During the talks, the two presidents agreed to overcome decades of enmity between their two nations by lingering bitterness over disputed "massacres" against Armenians during Turkish Ottoman period, according to reports reaching here from the Armenian capital.
President Gul arrived in Yerevan earlier in the day after his Armenian counterpart Sarkisian invited him to watch the Saturday football match, becoming the first Turkish leader to visit Armenia.
Though Turkey recognized the state of Armenia soon after its independence, there has been no formal diplomatic relations between them currently.
Armenia has claimed that up to 1.5 million Armenians died as a result of "massacres" during the Turkish Ottoman period between 1915 and 1923, but Turkey categorically rejects the accusation, saying that 300,000 Armenians along with many Turks died in civil strife that emerged when the Armenians took up arms for independence in eastern Anatolia.
In 1993, Ankara also closed their land border in a show of solidarity with Azerbaijan, a Turkic-speaking ally which was fighting Armenian-backed separatists over the Nagorno-Karabakh region.
However, Yerevan's invitation for the football match and Ankara's positive response were widely considered "a goodwill gesture" of both sides to open a new charter of their bilateral relations.
Diplomatic sources welcomed Gul's "brave" decision to visit Armenia and said the football diplomacy would mark a major development.
According to them, there are major issues set the agenda of the Gul-Sarkisian meeting in Yerevan. One of them is Ankara's proposal to set up a joint committee of historians to study the allegations of "genocide" at the hands of the Ottoman Empire.
Turkey insists on the establishment of such a platform that will help historians, not politicians, discuss the history, but its calls have so far not yet been reciprocated by Yerevan.
Also on the horizon is the set-up of other committees for the normalization of relations, especially economic ties which depend heavily on the opening of the sealed border between the two countries.
On his way to Yerevan on Saturday, Gul expected the soccer match between Turkey and Armenia to help start dialogue between the two countries, adding that the soccer match could help in eradicating problems in the bilateral relations.

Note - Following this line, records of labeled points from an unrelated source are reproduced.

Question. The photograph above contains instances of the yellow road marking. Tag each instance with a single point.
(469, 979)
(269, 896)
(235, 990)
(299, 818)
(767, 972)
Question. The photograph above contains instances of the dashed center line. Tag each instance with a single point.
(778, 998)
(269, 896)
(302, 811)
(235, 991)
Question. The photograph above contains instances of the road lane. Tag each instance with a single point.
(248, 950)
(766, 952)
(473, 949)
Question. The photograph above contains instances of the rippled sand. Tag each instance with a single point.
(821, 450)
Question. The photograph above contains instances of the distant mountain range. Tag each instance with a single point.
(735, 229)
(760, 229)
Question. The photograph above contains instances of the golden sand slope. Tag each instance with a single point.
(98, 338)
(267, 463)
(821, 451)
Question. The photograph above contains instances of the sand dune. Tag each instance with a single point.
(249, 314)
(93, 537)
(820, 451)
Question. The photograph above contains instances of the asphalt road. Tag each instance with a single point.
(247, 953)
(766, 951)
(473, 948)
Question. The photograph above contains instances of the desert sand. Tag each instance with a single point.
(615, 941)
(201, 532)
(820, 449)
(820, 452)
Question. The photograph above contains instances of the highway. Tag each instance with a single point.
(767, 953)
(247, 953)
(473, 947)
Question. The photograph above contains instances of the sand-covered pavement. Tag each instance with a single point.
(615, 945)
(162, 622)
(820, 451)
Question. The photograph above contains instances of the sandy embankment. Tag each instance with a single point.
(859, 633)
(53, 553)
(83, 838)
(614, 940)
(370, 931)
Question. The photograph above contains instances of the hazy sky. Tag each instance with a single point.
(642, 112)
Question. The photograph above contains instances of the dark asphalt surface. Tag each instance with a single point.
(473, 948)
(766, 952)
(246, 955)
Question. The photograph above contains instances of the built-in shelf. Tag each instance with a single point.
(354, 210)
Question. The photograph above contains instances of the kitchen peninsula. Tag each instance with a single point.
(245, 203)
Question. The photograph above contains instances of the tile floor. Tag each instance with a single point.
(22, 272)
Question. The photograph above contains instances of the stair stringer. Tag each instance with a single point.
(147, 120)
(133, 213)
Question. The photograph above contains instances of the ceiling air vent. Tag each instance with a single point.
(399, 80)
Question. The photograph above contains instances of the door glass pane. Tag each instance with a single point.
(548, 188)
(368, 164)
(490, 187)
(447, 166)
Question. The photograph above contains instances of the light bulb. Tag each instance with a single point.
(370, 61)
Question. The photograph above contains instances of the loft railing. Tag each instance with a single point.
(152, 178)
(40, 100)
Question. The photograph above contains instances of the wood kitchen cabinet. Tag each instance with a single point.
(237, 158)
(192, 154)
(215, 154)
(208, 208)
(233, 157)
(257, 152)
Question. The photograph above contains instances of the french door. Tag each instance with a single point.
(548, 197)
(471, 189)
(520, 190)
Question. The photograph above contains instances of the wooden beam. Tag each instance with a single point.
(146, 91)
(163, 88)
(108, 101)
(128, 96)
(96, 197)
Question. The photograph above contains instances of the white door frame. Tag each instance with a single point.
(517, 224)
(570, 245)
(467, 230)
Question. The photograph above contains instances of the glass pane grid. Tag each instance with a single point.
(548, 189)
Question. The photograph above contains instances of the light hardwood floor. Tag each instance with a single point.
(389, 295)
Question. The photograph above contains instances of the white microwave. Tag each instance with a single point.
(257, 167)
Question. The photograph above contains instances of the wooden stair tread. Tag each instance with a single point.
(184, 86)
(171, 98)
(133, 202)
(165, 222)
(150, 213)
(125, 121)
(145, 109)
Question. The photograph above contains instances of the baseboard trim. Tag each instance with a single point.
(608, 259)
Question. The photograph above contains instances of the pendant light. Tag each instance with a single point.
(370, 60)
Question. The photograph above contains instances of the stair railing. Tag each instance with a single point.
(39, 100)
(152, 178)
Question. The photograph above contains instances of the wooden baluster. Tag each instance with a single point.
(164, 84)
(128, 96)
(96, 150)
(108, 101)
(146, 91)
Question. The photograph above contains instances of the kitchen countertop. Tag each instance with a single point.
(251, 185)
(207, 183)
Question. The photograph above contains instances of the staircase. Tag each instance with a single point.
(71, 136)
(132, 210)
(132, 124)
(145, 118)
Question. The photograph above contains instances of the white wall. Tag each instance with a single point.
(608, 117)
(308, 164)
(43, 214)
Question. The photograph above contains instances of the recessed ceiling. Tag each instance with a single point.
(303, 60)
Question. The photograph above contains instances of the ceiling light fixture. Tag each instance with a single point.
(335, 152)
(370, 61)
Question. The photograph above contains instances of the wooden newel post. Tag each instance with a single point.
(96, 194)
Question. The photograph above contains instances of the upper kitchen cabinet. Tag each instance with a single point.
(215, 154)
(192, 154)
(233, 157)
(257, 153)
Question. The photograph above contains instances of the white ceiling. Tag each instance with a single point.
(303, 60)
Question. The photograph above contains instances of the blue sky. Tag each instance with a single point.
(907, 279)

"This match is important beyond being the first match between the Turkish and Armenian national teams," Gul said, adding "if the right climate is established, everyone will benefit from this."

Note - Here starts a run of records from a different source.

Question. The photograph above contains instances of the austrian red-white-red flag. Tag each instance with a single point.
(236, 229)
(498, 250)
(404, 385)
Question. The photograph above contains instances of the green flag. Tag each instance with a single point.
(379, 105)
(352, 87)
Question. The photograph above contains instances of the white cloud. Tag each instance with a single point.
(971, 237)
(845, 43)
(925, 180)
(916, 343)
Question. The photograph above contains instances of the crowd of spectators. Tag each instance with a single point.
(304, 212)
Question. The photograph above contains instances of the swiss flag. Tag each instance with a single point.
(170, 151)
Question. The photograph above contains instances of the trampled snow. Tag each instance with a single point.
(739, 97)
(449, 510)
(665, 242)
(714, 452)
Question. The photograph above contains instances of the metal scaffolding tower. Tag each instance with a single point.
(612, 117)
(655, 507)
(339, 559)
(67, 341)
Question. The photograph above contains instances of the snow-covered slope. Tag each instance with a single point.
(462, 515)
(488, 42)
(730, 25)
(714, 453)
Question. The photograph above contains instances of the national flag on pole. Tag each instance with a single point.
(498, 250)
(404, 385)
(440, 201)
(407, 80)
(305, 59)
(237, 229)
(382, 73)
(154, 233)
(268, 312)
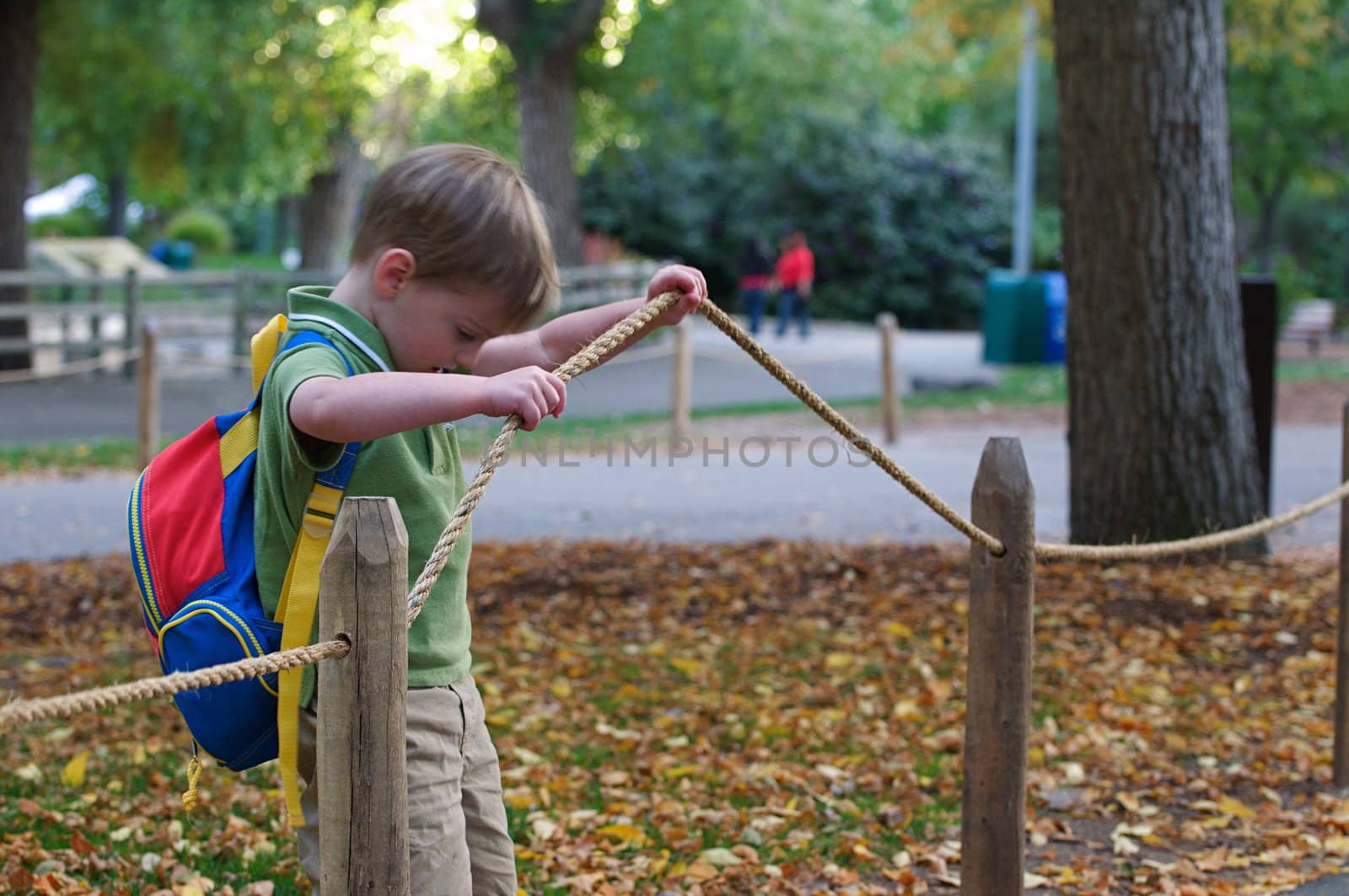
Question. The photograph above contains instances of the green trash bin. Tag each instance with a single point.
(1013, 318)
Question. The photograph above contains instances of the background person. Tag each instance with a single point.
(795, 276)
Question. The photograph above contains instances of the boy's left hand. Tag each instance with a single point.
(678, 278)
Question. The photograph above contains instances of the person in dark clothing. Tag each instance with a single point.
(755, 271)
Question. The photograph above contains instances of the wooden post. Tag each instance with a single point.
(363, 703)
(243, 300)
(96, 323)
(997, 716)
(67, 297)
(889, 394)
(148, 404)
(683, 384)
(132, 293)
(1341, 767)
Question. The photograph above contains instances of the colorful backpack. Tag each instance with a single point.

Turkish media hailed that Gul's visit aimed at improving the bilateral relations between Turkey and Armenia.
The visit is also supported by the international community.
U.S. Ambassador Ross Wilson said that Gul's visit to Yerevan is a "step forward" and the United States supported Turkish-Armenian dialog for a long time.
EU Enlargement Commissioner Olli Rehn hailed in a statement that "I warmly welcome President Gul's decision to attend the World Cup qualifying match between Armenia and Turkey in Yerevan on Saturday."
He said he hoped that Gul's "important first step" would be followed soon by others that lead to a full normalization of relations between the two countries, which would enhance stability in the region and prepare the ground for strengthened regional cooperation.
French President Nicolas Sarkozy, whose country currently holds the European Union's rotating presidency, on Saturday paid "tribute to the political courage of President Gul and President (Serzh) Sarkisian."
He said in a statement that "while the region is in the midst of a serious crisis, (his visit) is a courageous and historic gesture for Turkish-Armenian relations."
"It allows hope for progress soon in establishing normal relations between Turkey and Armenia," he said, hoping that reaching out will allow both countries to show the world that "reconciliation is possible through openness, dialogue and the respect of others."